Program deployment unit h04, is suitable for disposing data black hole system to computing equipment, after deployment terminates, is also suitable for upgrading register list h06, this computing equipment is added entering in register list.

This computing equipment h00 also comprises: black hole unit h05, is suitable for disposing data black hole system.This black hole unit h05 is suitable for carrying out data interaction with other computing terminals or computing equipment, such as, comprise and send request of access etc.

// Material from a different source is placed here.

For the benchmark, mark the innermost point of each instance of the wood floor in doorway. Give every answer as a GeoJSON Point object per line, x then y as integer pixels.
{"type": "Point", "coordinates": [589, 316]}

Corresponding to the method S960 of description above substantially, according to a further embodiment of the invention, provide a kind of computing terminal/computing equipment.As shown in Figure 28 i, this computing equipment i00 comprises:

I/O interface i01, is suitable for connecting with computing equipment (the computing equipment i11 in such as figure, is also called computing equipment d) Serial Communication of going forward side by side;

Dispose inspection unit i02, be suitable for receiving the request of access from other computing equipments (such as computing equipment i11) and deployment advertisement message; If deployed data black hole system by disposing advertisement message determination computing equipment i11, then upgrade register list h06, this computing equipment d has been added entering in register list;

Black hole unit i03, is suitable for disposing data black hole system, is also suitable for carrying out data interaction with other computing terminals or computing equipment i11, such as, comprise and send request of access, deployment advertisement message etc.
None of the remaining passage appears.